Human mesenchymal stem cells (hMSCs) are attractive for clinical and experimental purposes due to their capability of self-renewal and of differentiating into several cell types. Autologous hMSCs transplantation has been proven to induce therapeutic angiogenesis in ischemic disorders. However, the molecular mechanisms underlying these effects remain unclear. A recent report has connected MSCs multipotency to sirtuin families, showing that SIRT1 can regulate MSCs function. Furthermore, SIRT1 is a critical modulator of endothelial angiogenic functions. Here, we described the generation of an immortalized human mesenchymal bone marrow-derived cell line and we investigated the angiogenic phenotype of our cellular model by inhibiting SIRT1 by both the genetic and pharmacological level. We first assessed the expression of SIRT1 in hMSCs under basal and hypoxic conditions at both RNA and protein level. Inhibition of SIRT1 by sirtinol, a cell-permeable inhibitor, or by specific sh-RNA resulted in an increase of premature-senescence phenotype, a reduction of proliferation rate with increased apoptosis.

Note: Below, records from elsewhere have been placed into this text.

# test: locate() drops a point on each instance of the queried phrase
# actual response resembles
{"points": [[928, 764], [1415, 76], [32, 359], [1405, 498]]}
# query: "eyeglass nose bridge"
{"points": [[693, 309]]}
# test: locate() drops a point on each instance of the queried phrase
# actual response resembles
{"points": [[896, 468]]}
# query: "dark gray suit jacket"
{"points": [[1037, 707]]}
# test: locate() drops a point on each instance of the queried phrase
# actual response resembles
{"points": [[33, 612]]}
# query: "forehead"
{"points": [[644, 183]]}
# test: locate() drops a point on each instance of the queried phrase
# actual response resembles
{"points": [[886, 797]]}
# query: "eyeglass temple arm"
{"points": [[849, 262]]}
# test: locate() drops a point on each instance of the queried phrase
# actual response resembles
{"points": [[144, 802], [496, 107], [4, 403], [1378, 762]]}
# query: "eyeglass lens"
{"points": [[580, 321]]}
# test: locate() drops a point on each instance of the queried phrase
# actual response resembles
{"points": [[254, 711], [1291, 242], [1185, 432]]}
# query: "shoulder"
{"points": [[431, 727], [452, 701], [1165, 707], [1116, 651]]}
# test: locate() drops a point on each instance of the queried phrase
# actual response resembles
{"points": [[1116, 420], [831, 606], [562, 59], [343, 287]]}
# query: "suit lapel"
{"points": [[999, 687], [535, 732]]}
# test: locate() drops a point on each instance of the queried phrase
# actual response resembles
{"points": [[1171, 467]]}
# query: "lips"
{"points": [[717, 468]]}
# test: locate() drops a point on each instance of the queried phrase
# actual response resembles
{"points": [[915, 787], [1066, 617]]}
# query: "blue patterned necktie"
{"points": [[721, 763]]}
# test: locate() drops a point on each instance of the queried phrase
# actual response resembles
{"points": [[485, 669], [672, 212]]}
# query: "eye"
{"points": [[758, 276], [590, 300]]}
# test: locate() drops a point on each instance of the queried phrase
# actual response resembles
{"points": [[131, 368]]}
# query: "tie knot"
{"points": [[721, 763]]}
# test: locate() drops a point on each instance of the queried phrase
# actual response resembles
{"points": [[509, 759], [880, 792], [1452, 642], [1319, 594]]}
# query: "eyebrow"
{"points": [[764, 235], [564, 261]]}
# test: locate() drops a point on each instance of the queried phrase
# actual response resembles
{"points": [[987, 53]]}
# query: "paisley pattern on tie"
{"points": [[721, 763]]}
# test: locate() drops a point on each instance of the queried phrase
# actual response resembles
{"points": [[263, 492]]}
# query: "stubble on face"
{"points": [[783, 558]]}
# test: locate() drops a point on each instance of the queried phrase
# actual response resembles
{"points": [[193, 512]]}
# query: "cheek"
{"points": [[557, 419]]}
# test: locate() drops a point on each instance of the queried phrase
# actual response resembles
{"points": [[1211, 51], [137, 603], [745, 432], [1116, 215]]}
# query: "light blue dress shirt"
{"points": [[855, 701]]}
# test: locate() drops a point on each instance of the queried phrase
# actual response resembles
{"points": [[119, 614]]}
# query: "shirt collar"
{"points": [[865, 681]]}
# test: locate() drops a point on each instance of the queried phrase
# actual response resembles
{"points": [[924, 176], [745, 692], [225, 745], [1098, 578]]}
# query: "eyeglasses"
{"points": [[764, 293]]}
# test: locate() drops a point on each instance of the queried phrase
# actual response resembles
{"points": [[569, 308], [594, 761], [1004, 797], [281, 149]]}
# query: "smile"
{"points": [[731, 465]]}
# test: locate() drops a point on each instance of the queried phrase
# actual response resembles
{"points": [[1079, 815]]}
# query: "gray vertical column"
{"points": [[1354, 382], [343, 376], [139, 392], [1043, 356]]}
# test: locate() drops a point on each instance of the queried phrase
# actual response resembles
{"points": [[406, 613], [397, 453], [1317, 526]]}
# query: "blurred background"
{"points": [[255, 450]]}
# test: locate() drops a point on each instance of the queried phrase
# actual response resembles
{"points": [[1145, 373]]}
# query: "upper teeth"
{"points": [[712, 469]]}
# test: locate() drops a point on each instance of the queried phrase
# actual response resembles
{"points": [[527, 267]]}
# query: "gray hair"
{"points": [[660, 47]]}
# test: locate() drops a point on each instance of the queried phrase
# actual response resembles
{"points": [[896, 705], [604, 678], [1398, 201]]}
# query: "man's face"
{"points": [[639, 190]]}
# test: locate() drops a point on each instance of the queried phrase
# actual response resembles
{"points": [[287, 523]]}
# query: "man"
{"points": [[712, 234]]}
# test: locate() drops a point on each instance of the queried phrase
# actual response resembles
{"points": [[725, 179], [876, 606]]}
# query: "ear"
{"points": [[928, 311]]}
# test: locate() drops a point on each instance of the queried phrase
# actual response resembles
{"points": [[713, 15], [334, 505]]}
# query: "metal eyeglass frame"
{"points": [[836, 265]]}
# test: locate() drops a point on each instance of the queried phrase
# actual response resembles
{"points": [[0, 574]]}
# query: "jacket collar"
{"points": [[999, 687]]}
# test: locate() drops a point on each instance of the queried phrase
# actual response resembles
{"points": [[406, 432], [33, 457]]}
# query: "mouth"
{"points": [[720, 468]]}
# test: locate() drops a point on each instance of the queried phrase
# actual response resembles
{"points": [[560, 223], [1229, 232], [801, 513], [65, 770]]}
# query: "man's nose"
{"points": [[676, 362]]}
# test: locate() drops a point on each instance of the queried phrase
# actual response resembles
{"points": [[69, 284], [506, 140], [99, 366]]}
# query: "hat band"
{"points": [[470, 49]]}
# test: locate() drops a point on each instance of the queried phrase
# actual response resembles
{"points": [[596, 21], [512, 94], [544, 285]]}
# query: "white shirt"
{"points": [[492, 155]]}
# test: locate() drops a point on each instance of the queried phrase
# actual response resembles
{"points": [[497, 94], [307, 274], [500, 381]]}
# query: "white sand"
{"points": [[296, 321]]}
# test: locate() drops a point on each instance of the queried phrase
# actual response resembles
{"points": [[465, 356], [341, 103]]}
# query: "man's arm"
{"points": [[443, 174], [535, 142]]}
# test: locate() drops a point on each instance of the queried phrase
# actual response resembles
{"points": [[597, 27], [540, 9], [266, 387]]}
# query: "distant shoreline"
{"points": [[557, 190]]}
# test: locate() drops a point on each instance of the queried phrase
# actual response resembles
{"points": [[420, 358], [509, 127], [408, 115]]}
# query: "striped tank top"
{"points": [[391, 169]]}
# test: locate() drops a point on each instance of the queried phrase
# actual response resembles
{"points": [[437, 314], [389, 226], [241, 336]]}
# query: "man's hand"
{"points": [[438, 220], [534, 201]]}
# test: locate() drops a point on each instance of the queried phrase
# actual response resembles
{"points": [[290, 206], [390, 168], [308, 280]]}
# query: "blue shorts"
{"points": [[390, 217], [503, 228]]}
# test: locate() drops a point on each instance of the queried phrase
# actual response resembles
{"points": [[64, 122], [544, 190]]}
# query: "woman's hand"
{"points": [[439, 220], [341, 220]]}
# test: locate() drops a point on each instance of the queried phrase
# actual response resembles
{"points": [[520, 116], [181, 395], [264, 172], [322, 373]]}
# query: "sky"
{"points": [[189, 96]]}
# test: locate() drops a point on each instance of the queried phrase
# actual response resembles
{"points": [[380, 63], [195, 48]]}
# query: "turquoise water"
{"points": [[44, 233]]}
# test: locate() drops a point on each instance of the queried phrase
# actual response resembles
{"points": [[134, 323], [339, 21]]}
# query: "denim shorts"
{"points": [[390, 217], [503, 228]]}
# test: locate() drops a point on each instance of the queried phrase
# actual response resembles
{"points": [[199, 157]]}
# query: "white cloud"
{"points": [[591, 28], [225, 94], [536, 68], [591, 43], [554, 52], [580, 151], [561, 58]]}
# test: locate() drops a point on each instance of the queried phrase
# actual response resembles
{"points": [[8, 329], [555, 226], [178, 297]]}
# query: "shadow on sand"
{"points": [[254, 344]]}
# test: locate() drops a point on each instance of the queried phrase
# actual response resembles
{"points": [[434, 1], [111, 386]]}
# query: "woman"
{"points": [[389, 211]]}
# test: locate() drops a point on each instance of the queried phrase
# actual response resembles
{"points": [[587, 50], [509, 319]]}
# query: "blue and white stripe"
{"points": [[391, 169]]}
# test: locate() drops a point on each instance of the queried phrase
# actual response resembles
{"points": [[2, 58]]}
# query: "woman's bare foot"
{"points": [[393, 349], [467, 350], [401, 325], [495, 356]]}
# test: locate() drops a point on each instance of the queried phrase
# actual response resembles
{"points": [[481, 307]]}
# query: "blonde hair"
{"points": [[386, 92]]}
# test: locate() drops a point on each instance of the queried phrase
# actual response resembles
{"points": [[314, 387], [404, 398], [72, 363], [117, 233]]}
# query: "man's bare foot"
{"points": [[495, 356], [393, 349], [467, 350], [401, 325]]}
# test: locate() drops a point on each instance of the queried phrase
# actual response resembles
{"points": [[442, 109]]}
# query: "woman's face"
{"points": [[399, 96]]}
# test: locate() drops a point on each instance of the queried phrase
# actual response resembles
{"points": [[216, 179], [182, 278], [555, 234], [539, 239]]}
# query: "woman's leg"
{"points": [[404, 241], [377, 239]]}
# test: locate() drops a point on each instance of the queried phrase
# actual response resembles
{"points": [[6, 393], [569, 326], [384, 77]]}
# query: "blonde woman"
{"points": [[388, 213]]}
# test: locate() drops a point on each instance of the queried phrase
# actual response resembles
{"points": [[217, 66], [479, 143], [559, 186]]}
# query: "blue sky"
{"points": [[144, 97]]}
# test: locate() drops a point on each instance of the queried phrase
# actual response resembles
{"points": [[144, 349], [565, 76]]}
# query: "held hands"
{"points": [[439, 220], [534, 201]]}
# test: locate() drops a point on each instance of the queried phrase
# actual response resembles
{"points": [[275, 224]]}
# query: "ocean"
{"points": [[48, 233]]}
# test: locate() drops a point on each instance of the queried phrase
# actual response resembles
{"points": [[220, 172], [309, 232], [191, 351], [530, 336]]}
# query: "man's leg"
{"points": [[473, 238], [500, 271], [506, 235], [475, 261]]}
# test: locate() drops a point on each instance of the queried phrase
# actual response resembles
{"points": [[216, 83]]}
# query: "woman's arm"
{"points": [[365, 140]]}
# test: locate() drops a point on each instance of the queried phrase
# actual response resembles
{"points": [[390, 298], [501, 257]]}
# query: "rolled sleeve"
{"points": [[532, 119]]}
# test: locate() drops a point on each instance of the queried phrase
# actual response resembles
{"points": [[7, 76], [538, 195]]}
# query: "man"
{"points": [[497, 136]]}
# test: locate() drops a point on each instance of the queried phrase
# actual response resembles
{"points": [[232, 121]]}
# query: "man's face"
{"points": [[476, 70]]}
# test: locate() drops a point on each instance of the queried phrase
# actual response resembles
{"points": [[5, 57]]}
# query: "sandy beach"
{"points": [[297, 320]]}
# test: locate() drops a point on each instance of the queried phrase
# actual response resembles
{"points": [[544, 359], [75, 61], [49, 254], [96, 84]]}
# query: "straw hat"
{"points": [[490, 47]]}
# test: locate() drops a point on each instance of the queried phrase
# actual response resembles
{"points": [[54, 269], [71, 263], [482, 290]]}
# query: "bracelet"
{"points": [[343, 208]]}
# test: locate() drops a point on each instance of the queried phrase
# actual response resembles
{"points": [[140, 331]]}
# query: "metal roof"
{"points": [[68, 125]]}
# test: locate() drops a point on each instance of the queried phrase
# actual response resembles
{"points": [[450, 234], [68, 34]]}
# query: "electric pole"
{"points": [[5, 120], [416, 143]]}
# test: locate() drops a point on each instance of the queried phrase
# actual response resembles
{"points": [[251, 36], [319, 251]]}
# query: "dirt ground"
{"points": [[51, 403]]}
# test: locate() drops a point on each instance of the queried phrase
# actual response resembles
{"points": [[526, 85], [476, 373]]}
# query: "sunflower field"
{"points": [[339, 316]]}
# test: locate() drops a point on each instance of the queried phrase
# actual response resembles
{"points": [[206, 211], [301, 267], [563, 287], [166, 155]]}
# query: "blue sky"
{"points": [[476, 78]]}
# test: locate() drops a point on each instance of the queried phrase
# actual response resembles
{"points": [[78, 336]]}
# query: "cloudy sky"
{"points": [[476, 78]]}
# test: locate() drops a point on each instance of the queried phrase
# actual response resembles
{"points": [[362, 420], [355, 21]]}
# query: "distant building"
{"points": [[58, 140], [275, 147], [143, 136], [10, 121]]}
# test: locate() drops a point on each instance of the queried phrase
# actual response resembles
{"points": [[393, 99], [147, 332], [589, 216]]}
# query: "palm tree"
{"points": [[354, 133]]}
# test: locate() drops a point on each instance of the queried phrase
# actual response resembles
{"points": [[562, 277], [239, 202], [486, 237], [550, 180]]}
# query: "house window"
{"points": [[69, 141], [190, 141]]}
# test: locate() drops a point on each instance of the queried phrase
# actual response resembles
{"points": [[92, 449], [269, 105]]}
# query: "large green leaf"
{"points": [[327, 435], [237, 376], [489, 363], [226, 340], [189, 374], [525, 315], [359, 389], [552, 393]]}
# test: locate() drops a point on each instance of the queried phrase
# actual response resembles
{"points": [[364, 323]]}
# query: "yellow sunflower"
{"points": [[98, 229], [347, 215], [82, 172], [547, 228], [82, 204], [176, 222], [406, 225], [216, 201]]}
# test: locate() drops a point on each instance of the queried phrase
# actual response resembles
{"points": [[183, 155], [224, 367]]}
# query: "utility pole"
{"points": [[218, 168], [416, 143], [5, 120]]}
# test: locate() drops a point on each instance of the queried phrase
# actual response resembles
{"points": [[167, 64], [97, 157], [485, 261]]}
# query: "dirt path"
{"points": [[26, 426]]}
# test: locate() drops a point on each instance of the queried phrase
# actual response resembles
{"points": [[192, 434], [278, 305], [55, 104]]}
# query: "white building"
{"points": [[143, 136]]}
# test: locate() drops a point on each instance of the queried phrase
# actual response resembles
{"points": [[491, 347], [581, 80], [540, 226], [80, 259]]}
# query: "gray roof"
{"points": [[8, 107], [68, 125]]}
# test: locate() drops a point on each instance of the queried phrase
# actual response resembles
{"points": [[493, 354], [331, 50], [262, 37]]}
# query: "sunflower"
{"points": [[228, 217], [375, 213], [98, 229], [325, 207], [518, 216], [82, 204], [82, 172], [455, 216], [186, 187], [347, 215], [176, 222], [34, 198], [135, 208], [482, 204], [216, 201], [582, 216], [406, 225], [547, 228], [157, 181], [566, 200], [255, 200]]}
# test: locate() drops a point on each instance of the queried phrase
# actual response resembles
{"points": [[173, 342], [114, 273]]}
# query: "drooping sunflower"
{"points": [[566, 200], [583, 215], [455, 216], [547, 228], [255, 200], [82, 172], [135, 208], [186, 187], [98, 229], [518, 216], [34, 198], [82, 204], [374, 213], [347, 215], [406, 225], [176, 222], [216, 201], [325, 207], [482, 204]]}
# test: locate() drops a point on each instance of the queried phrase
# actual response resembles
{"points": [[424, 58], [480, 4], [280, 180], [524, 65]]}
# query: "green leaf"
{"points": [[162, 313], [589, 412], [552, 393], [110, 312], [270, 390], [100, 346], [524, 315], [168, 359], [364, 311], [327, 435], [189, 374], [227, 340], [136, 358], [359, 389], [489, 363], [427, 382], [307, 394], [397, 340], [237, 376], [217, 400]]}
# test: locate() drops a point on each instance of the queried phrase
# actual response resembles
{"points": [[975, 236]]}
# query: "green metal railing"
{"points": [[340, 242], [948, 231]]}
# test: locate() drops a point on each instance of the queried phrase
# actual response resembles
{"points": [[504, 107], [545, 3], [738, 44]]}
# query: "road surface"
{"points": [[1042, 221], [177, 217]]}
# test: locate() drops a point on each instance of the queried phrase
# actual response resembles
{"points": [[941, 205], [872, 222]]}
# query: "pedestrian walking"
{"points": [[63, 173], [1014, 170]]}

Furthermore, we observed a consistent reduction of tubule-like formation and migration and we found that SIRT1 inhibition reduced the hypoxia induced accumulation of HIF-1α protein and its transcriptional activity in hMSCs. Our findings identify SIRT1 as regulator of hypoxia-induced response in hMSCs and may contribute to the development of new therapeutic strategies to improve regenerative properties of mesenchymal stem cells in ischemic disorders through SIRT1 modulation.